La Napoli del primo Seicento, la Roma di allora esiste in schegge di memoria che non possono essere ricondotte all’oggi se non con il rischio di una corruzione di quel milieu. Il “viaggio” di Cole è uno scontato baedeker, una guida turistica che resta in superficie secondo un linguaggio politicamente corretto così come vuole oggi l’attuale vulgata imperante, adatto certamente a un pubblico statunitense che si accontenta e perciò è felice. L’errare di Caravaggio di luogo in luogo non è mai casuale, ha protezioni, sa come e dove muoversi, ogni volta viene accolto da quella cometa ardente che fu come artista. Ma a differenza dei “migranti” c’è un demone che lo bracca, qualcosa o qualcuno lo insegue. Caravaggio è la propria ombra, quell’ombra che forse egli ha visto a Campo de’ Fiori quando arsero Giordano Bruno.

Ancora lo scrittore americano definisce Caravaggio un assassino – sì lo fu, soltanto nel caso di Ranuccio Tomassoni omicida fortuito per quelli che oggi verrebbero forse definiti in un commissariato di polizia “futili motivi” e che forse nascondevano ben altro di un semplice punto a pallacorda. Per ciò che noi sappiamo, egli uccise certo meno uomini di quanti ne mandò all’inferno Benvenuto Cellini un secolo prima di lui. Cole poi lo definisce “schiavista”: non sappiamo in base a quali fonti e forse lo confonde con Arthur Rimbaud.

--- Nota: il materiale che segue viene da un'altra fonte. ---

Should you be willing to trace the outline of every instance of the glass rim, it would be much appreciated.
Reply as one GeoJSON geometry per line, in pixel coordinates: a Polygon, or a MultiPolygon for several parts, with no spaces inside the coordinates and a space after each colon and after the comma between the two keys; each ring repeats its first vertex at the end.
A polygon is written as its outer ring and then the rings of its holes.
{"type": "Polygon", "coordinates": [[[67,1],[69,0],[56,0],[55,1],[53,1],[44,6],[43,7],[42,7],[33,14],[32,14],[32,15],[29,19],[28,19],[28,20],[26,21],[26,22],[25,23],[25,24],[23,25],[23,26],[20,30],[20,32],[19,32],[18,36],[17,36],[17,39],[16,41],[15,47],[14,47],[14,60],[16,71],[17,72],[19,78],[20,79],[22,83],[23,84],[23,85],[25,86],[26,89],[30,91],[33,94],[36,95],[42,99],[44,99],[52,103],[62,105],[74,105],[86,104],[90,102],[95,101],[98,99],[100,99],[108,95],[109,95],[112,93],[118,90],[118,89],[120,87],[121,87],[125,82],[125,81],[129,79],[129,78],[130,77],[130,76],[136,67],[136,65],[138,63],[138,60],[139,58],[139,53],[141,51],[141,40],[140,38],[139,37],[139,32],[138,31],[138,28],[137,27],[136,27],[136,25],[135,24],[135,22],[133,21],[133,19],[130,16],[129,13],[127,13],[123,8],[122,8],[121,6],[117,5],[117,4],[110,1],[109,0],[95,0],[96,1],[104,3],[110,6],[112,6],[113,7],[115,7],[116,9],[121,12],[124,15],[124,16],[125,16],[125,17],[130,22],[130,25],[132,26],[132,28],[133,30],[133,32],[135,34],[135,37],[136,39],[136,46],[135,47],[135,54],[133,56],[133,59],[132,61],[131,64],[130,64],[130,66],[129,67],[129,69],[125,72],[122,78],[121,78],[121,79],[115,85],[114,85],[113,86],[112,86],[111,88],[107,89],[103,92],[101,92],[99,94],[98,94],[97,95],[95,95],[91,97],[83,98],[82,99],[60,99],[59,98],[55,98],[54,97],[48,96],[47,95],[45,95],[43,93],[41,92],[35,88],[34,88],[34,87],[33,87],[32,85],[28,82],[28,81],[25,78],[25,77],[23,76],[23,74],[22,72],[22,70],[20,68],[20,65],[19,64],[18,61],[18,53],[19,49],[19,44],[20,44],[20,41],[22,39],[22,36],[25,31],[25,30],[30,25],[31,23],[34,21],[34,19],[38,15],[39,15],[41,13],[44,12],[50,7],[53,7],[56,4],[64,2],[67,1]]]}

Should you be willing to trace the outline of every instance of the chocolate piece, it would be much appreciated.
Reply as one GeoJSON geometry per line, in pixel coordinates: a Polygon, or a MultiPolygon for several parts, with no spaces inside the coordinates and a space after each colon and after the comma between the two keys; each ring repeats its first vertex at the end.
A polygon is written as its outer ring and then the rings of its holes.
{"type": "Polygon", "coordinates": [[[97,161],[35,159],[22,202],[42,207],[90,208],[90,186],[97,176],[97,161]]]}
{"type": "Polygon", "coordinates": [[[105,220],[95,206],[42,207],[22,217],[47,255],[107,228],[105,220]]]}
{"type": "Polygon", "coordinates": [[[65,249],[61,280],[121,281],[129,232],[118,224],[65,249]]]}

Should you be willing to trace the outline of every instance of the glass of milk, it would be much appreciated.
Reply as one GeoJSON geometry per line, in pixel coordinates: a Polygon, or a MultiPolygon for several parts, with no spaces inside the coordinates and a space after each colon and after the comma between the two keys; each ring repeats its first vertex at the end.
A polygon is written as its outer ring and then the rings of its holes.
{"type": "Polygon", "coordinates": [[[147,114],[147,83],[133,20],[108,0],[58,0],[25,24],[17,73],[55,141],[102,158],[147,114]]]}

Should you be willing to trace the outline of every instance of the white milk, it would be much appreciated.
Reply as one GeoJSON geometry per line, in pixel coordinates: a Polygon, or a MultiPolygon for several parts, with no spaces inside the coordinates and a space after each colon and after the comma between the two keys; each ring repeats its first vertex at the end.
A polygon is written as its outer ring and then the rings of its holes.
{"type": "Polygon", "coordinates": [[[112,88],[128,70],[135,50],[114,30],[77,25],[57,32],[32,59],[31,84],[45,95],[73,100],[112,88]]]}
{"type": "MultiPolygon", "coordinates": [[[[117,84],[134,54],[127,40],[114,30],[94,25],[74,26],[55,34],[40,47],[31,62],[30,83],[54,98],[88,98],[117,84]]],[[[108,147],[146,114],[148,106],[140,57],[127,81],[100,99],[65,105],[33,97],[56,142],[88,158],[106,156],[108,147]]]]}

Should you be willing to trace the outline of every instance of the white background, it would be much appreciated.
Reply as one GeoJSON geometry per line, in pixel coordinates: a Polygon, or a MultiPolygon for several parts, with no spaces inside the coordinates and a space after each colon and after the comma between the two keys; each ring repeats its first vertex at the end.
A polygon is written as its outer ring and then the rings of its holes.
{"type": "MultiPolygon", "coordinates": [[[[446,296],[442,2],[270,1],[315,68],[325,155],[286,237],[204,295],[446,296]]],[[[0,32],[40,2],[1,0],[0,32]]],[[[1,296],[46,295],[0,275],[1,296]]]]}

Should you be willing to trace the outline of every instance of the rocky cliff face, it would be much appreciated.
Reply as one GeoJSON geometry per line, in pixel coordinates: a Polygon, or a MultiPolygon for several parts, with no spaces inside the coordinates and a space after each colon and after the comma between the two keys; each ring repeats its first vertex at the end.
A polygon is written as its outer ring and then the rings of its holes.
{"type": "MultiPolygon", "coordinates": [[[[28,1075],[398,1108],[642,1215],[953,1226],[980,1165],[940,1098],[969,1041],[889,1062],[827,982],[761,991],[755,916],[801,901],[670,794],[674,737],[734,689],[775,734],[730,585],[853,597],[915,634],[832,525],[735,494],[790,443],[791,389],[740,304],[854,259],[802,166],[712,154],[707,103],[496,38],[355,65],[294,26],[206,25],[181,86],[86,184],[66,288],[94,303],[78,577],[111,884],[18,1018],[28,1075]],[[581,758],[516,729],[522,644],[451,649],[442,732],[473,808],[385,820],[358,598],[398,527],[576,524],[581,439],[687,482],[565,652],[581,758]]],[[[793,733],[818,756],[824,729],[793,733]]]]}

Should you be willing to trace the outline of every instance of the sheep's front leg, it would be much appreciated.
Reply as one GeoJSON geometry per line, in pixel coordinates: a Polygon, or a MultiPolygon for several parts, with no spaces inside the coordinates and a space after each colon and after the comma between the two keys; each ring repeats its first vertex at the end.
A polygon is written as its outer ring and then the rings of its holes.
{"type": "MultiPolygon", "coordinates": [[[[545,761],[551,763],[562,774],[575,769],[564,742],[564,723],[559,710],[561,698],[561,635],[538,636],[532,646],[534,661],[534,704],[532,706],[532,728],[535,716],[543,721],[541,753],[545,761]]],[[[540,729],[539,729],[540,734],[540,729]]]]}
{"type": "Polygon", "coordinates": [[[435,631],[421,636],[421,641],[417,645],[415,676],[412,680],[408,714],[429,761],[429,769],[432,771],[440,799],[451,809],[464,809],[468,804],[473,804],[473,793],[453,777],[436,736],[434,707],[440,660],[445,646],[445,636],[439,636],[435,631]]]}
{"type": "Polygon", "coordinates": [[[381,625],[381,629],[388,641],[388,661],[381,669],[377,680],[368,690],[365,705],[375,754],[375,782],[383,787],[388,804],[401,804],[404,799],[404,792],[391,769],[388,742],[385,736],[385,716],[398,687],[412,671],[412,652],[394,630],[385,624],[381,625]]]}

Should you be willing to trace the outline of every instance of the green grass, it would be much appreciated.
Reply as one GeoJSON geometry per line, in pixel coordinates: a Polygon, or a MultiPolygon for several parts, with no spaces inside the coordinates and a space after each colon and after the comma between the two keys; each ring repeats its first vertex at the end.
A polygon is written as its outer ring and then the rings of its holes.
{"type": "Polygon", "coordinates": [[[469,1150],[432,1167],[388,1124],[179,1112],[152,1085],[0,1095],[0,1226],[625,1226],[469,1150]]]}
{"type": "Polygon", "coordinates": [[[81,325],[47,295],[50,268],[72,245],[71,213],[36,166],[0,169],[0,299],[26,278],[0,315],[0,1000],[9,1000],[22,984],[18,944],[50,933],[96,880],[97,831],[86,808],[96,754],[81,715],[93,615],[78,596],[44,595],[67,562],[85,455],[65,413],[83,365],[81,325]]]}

Teju Cole nella sua sincera passione per Caravaggio confonde molte, troppe cose, ma noi vecchi europei, decadenti, onusti del tempo sublime che vide splendere corrusco un’età d’oro che non tornerà, lo perdoniamo, sinceramente, cristianamente, di quello stesso perdono che Michelangelo Merisi, fuggiasco, non fece in tempo ad avere.